From the New York Daily News , dated February 4, 1978:
CHILD DISAPPEARS FROM MADISON AVENUE HOTEL
A 12-year-old Maryland girl, Renotta Vogel, went missing from a Midtown hotel Thursday afternoon and may have been abducted. The police have no suspects and no motive, but two unidentified children are wanted for questioning.
Mark Vogel, an instructor at the U.S. Naval Academy in Annapolis, brought his family to New York to see their first Broadway play, St. Joan . The Vogels report that Renotta befriended a couple of younger children in Central Park and invited them into the lobby of Manhattan’s popular Hotel Seville to play.
“I was right there the whole time,” said the distraught father. “Monica [Mrs. Vogel] went up to shower, I used the phone in the lobby to call our house sitter about the dog, but I never looked away for more than a minute. One second they were there, the next they were gone. Just gone.”
Umberto Pérez, 29, a bellboy at the hotel, remembers seeing the children. “Sweet-faced kids, they both peeked from under a big umbrella. I remember the umbrella because I thought it might snow, but not rain. Too cold for rain.”
Despite the freezing weather, both witnesses recall the children were lightly dressed and wore no shoes. “I wasn’t going to let them in,” said Pérez, “but the older girl [Vogel] said they were friends, and I knew she was a guest. Guest gets what she wants.”
Mr. Vogel at first told police that the children, a dark-haired girl and a blond boy, both between seven and nine years of age, never spoke to him, then changed his story. “I have the impression that she was a little foreign girl, maybe British, but I can’t base that on a specific memory. I can see her opening her mouth to speak, but when I try to remember what she said, there’s no sound there. It’s the strangest thing.”
Mr. Vogel has offered a $20,000 reward for any information leading to his daughter’s safe return. Renotta is five feet tall, has auburn hair, and was last seen wearing a green wool sweater and a white knit cap.
It figures this was one of the few news articles Margaret missed that winter. She was the first generation of her family that could read, so she gobbled up newspapers like she was trying to prove something. She moved her lips, but you wouldn’t want to be the one to tell her.

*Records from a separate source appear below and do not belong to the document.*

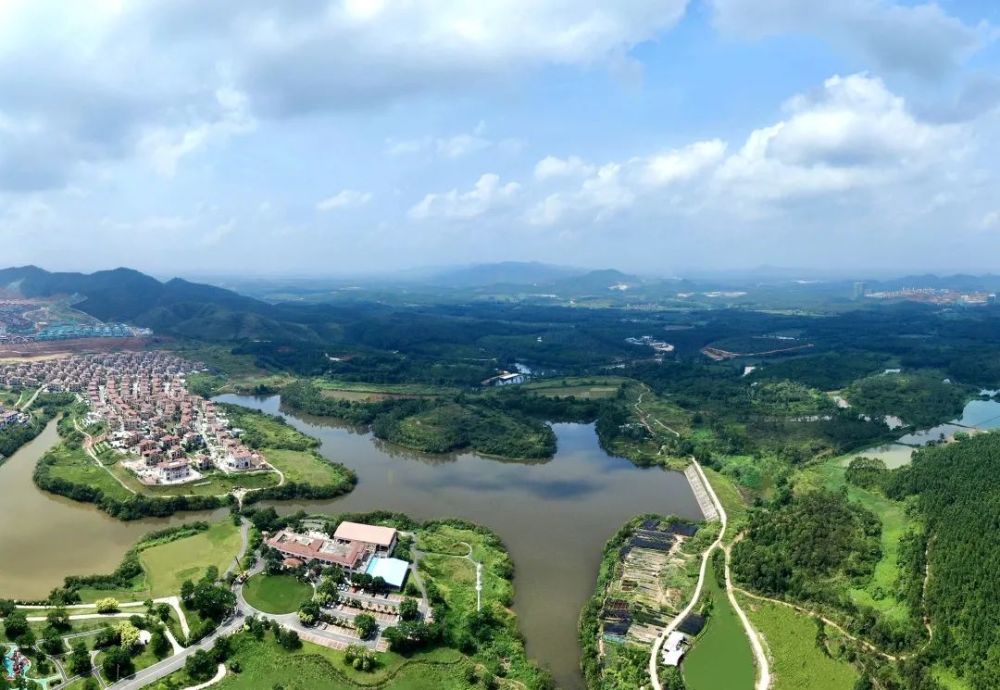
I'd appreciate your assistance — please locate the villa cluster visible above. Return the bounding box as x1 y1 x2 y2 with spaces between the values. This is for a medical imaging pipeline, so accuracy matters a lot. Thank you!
0 351 266 484
267 521 410 589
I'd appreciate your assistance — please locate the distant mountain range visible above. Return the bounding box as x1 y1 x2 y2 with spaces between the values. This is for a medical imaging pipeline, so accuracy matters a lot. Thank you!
0 266 288 340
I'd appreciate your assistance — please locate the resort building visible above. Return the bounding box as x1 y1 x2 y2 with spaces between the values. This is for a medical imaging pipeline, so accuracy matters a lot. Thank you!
333 520 397 556
661 631 688 666
365 556 410 589
267 522 409 584
156 460 191 482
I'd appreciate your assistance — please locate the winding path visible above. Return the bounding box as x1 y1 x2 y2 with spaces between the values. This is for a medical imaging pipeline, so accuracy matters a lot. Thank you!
649 458 771 690
73 419 135 495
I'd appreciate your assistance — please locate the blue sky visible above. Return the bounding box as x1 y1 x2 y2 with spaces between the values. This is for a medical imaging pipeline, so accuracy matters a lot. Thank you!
0 0 1000 275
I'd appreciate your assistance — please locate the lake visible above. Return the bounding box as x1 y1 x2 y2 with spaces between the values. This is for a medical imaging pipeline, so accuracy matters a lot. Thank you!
217 395 701 689
0 421 224 599
844 391 1000 469
0 395 701 690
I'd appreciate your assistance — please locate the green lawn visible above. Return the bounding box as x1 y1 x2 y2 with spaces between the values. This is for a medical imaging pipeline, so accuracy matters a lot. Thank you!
702 467 747 535
263 448 347 486
802 458 917 621
524 376 627 398
417 525 514 613
139 520 241 598
151 633 470 690
45 441 132 500
243 574 313 614
736 594 858 690
109 464 281 498
681 569 756 690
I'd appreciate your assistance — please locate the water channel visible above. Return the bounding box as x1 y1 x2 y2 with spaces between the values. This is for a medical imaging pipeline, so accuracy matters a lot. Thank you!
0 396 701 690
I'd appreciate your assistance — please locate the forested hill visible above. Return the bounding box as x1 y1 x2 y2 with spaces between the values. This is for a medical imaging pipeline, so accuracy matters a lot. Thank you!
0 266 286 339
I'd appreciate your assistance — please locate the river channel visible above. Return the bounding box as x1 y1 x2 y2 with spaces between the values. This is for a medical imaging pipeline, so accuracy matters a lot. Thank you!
0 396 701 690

Anyway, she missed that one. We all did.
I don’t know that it would have changed anything.
But it might have.
1978
LATE FEBRUARY
Margaret was squatting, looking at me. Cvetko was looking at her, rubbing his hands a little like he was washing them in slow motion. Ruth was standing near her, Old Boy working a toothpick around in his mouth where he would have had a cigarette a few years ago. Smoking’s no good for us; all that breathing gives us a headache and the nicotine does nothing because our blood doesn’t run much, it mostly just sits there. Most turned smokers try for a month or two, then get tired of it.
Margaret said, “We’ll need to call a town meeting. Tomorrow night, an hour past sunset. Tell everyone you can find.” And with that, Margaret McMannis strolled off into the tunnel with her escort, the three of them briefly silhouetted by the light of an approaching car. The other two scooted forward into niches for workers, but not Margaret. She kicked her thong sandals off and moved left, fast. By the time the train reached her, she would be up on the roof of the tunnel, hanging over it so the passengers didn’t see her; when it was past, she’d drop like a spider and fetch her sandals, Old Boy and Ruth falling into place on her flanks like Thing One and Thing Two.

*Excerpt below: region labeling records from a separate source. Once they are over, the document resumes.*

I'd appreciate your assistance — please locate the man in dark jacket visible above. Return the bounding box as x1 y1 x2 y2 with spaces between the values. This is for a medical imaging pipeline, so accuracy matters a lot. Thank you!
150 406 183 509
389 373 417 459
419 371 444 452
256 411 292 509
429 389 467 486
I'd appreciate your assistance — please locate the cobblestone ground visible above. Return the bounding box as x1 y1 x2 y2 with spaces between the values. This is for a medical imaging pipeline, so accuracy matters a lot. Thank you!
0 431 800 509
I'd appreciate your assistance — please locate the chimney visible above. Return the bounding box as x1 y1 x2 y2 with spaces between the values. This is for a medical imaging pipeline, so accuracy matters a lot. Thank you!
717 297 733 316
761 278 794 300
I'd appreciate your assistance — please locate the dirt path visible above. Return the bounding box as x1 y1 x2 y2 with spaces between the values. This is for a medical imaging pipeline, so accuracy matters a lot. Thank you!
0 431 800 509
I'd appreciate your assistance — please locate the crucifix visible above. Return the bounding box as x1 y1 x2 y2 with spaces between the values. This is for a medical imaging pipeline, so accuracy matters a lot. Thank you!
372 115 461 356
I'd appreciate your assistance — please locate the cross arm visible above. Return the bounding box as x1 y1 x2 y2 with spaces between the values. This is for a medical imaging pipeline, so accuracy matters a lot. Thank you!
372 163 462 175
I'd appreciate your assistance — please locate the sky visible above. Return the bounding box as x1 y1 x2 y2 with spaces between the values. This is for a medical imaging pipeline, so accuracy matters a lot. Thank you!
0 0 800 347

Cvetko and I retreated back into the darkness that led to our abandoned service rooms, then made our way upstairs. “I’ll tell Billy. You tell Luna,” I said. Cvetko nodded, said, “Thank you.” Luna would be working close to where his latest rash of letters had gone, and, after he found her, he would have time to go socialize with his bridge-club biddies and drink their moldy old geriatric blood.